The Fourier transform is not a terribly useful thing to do on a generic GR background. In flat space the Fourier transform is useful because we have translation symmetry and momentum is conserved. But in a generic solution of Einstein's equations, the are no such symmetries (or Killing vectors).

As a consequence of this, most of the time when doing QFT on a curved space one works in position space, not in momentum space.

This post has been migrated from (A51.SE)
answered Feb 16, 2012 by Sidious Lord (160 points) [ no revision ]
Yes a Fourier decomposition will be dependent on the coordinate system you choose, and yes without any symmetries then there aren't obvious coordinate choices. Nevertheless, it isn't clear that this means there is absolutely no value in studying such things. You may not be able to assign any "physical" meaning to frequencies etc., and this can be problematic for QFT. In this, I'm more interested in studying classical GR than QFT on a fixed background. But thanks for your comment/answer.

This post has been migrated from (A51.SE)
What do you have in mind for the Fourier transform of the flat metric? How would you ascribe a metric interpretation to the resulting object?

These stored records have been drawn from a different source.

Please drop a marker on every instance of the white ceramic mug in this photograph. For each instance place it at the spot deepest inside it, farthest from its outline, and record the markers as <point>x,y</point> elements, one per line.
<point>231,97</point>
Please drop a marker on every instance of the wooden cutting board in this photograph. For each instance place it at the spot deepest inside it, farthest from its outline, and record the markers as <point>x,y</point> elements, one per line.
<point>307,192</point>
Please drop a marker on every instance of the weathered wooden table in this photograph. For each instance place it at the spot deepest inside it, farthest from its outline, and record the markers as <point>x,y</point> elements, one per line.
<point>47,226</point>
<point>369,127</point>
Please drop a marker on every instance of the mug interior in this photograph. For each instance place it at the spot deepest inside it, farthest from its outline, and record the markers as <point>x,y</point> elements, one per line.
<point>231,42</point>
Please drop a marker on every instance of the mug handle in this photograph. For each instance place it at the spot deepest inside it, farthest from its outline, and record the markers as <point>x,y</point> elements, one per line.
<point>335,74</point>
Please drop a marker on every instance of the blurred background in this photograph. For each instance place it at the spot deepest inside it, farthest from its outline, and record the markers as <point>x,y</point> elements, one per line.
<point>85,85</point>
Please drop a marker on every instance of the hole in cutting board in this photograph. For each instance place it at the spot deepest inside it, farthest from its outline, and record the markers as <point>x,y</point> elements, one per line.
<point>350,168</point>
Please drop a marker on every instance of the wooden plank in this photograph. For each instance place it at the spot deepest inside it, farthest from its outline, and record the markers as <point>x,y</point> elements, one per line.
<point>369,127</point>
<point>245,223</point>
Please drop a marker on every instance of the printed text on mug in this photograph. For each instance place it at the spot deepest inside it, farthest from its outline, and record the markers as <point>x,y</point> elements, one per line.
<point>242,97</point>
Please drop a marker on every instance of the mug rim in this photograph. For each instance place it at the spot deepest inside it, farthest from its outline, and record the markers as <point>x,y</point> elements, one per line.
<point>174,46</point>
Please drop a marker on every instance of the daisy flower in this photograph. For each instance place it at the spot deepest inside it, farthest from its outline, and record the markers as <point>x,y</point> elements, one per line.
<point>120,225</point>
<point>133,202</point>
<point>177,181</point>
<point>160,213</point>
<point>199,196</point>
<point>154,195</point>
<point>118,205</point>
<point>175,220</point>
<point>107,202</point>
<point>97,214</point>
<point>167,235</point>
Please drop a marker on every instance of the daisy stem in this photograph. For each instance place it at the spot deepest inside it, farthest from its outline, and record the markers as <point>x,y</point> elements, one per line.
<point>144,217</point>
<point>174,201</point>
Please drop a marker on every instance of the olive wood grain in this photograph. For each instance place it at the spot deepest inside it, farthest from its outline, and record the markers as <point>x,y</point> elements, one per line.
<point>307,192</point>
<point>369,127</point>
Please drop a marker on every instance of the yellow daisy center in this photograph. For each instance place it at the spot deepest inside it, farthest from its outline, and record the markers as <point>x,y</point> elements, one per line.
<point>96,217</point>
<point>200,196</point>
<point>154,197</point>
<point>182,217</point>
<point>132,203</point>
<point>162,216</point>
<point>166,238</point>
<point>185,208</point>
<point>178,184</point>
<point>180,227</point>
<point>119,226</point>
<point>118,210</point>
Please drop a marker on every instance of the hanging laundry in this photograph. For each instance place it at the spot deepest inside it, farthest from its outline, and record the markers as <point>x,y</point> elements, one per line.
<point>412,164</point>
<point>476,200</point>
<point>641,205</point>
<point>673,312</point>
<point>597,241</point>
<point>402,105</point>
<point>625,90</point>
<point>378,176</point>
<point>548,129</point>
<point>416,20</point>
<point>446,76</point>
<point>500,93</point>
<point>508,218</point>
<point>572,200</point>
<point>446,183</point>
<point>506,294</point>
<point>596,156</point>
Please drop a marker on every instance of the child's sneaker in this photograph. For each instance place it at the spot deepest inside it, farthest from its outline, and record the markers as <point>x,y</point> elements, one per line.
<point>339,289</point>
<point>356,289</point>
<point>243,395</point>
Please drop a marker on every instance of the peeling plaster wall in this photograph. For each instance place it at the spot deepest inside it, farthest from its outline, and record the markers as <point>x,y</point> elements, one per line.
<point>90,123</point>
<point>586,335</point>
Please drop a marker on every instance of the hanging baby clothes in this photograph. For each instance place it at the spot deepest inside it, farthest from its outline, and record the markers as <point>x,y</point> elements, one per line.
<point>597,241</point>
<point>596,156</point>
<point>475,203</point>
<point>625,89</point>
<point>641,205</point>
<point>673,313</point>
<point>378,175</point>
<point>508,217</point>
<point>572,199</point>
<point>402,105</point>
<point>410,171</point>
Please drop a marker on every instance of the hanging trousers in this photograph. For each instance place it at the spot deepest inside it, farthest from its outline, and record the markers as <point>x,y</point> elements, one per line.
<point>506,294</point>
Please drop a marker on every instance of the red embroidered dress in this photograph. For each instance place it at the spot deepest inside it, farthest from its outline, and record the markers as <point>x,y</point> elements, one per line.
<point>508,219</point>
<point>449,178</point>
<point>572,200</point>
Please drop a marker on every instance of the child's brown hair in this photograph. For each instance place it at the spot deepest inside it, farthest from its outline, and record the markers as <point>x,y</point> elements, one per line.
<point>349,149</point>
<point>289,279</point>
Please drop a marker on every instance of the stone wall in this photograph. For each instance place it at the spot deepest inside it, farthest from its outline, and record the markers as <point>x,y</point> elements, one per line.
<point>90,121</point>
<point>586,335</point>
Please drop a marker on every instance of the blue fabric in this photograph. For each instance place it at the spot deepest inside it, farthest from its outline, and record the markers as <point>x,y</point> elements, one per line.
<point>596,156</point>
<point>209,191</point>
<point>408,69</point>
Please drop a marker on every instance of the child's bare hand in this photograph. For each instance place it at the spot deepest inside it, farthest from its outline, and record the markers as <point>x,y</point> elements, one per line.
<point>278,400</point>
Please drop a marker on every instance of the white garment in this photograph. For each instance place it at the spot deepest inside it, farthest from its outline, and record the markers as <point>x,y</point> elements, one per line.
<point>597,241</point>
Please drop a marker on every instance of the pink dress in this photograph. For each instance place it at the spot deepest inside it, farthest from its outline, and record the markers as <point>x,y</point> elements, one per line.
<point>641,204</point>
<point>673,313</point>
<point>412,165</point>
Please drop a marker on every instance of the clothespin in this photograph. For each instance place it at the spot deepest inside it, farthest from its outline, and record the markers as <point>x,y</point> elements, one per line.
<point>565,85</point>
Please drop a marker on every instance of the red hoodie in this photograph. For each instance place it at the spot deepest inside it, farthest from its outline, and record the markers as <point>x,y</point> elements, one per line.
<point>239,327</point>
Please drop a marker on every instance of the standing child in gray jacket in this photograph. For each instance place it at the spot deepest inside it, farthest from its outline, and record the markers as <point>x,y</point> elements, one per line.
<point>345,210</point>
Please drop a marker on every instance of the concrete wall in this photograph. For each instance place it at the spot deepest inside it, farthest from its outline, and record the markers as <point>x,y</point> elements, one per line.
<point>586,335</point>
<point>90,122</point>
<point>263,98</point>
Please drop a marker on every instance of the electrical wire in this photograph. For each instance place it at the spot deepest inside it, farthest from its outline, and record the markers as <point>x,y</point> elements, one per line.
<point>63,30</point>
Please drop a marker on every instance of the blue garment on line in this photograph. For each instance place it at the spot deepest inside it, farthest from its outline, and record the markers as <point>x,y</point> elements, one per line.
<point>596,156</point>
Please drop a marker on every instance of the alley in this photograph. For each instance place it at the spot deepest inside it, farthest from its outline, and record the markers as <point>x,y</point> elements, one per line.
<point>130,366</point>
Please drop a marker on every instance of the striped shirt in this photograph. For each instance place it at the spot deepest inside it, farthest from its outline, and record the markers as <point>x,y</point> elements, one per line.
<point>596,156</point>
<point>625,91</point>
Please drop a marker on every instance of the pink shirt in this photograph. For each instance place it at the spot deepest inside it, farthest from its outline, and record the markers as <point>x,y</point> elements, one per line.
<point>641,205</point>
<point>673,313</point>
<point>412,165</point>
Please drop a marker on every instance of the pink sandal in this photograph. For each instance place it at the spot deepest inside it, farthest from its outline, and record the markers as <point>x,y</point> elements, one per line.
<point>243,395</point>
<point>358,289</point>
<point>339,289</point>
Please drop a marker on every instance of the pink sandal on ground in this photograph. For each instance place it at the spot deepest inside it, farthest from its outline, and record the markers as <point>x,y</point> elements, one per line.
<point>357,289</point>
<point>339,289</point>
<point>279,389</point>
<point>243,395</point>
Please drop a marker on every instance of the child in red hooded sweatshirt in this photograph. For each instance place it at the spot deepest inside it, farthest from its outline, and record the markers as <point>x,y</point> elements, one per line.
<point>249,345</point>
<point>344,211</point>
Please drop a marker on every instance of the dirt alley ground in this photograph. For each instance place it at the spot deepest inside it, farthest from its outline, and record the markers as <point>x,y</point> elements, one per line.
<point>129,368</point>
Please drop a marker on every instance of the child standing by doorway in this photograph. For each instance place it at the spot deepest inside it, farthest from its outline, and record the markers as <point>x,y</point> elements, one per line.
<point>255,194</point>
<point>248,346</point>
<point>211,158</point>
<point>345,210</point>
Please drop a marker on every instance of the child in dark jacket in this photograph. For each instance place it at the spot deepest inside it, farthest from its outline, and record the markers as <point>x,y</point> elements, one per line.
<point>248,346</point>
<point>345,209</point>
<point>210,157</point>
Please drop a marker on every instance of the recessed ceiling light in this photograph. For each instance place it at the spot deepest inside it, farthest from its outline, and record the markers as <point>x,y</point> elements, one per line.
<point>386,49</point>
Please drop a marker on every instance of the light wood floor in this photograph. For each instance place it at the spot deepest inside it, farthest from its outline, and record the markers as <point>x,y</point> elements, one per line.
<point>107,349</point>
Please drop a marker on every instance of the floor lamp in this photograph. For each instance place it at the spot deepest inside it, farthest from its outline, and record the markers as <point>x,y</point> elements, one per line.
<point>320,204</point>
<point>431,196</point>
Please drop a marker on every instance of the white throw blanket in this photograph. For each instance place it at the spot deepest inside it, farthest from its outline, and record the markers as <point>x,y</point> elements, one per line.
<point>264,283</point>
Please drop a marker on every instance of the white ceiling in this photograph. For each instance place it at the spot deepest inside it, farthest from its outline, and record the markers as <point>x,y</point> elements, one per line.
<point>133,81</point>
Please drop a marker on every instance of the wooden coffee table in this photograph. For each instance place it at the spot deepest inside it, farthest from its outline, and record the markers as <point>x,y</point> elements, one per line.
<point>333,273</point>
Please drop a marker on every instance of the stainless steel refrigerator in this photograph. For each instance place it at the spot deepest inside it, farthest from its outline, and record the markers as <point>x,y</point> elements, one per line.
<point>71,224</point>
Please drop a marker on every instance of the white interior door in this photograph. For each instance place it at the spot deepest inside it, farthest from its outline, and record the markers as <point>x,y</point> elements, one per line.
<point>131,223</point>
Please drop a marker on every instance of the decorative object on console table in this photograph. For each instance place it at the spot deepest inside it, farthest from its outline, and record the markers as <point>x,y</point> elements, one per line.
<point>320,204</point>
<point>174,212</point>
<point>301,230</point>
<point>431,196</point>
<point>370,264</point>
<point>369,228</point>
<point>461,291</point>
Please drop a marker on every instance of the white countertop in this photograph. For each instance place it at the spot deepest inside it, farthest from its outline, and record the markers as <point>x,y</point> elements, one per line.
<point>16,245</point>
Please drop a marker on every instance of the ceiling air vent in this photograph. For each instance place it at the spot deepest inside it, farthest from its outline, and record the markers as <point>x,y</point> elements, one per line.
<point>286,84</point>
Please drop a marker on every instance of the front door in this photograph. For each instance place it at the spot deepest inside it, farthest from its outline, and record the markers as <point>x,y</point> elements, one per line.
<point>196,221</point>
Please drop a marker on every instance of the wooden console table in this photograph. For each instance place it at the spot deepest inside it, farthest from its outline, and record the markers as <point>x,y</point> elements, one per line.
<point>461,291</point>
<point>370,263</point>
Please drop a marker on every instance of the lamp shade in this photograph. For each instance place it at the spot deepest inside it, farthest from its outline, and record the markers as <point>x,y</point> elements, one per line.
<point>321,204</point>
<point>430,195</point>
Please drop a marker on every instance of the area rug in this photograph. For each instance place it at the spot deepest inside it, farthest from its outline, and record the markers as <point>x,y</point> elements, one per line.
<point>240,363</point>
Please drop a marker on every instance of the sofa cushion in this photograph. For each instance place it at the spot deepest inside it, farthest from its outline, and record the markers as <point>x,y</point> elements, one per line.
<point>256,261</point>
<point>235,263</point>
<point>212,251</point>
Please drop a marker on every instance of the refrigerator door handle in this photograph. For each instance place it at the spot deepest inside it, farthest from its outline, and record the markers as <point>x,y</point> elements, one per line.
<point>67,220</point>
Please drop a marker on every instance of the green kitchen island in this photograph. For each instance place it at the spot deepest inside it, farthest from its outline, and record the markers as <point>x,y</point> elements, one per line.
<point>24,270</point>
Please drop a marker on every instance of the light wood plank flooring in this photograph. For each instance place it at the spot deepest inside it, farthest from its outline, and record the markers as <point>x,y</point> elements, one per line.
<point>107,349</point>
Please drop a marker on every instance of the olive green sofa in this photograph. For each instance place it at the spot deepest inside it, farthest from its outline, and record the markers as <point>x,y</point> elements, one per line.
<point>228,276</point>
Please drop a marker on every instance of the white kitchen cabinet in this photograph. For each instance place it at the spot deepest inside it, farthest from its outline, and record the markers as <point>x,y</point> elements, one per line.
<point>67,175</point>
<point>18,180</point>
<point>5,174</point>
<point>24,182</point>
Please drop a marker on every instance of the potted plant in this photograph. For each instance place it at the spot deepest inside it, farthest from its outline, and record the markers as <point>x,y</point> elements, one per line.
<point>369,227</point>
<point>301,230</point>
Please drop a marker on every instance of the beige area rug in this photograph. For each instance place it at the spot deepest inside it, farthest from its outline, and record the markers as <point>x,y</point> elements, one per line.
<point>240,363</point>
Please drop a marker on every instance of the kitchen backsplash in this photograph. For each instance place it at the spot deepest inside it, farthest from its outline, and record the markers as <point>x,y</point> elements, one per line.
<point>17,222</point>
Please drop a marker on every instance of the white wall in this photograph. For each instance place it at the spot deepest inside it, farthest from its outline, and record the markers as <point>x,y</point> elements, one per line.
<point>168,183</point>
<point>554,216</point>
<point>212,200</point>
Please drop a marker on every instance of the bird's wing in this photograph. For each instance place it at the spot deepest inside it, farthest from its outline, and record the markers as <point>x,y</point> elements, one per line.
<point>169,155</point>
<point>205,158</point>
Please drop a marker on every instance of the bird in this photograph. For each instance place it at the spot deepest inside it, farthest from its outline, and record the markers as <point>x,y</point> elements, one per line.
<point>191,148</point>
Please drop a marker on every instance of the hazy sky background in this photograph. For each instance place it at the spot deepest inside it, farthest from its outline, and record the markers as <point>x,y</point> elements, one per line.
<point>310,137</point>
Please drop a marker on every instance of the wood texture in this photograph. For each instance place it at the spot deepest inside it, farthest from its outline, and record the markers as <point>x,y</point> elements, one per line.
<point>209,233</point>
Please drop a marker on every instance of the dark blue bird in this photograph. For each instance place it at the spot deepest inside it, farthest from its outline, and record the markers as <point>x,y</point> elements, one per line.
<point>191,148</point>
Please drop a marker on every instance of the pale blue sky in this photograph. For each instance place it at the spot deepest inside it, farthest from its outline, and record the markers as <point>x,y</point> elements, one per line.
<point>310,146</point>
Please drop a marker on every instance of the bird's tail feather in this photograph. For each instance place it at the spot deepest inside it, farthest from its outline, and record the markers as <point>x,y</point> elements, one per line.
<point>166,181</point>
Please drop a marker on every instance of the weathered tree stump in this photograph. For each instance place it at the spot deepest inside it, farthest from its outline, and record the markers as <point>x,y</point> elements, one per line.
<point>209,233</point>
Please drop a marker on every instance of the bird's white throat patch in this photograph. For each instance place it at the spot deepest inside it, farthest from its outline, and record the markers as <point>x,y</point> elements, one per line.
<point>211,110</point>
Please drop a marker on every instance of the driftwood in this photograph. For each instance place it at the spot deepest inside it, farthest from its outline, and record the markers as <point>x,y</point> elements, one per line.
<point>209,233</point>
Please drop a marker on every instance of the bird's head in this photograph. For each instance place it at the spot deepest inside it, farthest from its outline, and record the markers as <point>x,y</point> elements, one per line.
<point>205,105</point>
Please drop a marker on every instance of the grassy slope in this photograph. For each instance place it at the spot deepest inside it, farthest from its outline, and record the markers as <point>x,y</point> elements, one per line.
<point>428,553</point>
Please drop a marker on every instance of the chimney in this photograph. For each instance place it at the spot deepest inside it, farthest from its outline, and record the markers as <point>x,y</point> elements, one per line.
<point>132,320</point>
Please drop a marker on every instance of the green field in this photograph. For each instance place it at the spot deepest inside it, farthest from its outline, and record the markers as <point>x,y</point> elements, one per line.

It is rare to have a coordinate-dependent method of general import. If you do something on a single patch, you at least need boundary conditions to ensure that your construction does not interact with other patches -- but then it's unlikely that your Fourier transforms would respect the same boundary conditions. And if you restrict to rapidly decreasing functions, then your metric becomes degenerate at the boundary.

This post has been migrated from (A51.SE)
Well for instance you could write the metric $g_{\mu \nu} = \eta_{\mu \nu} + h_{\mu \nu}$ with $h_{\mu \nu}$ not necessarily a perturbation, falling off rapidly enough at infinity. Then in a sense $\tilde{\eta}_{\mu \nu} = diag\{-\delta(k),\delta(k),\delta(k),\delta(k)\}$. And then study $\tilde{h}_{\mu \nu}$. Or you could say look at metrics on manifold with toroidal topology for instance...

This post has been migrated from (A51.SE)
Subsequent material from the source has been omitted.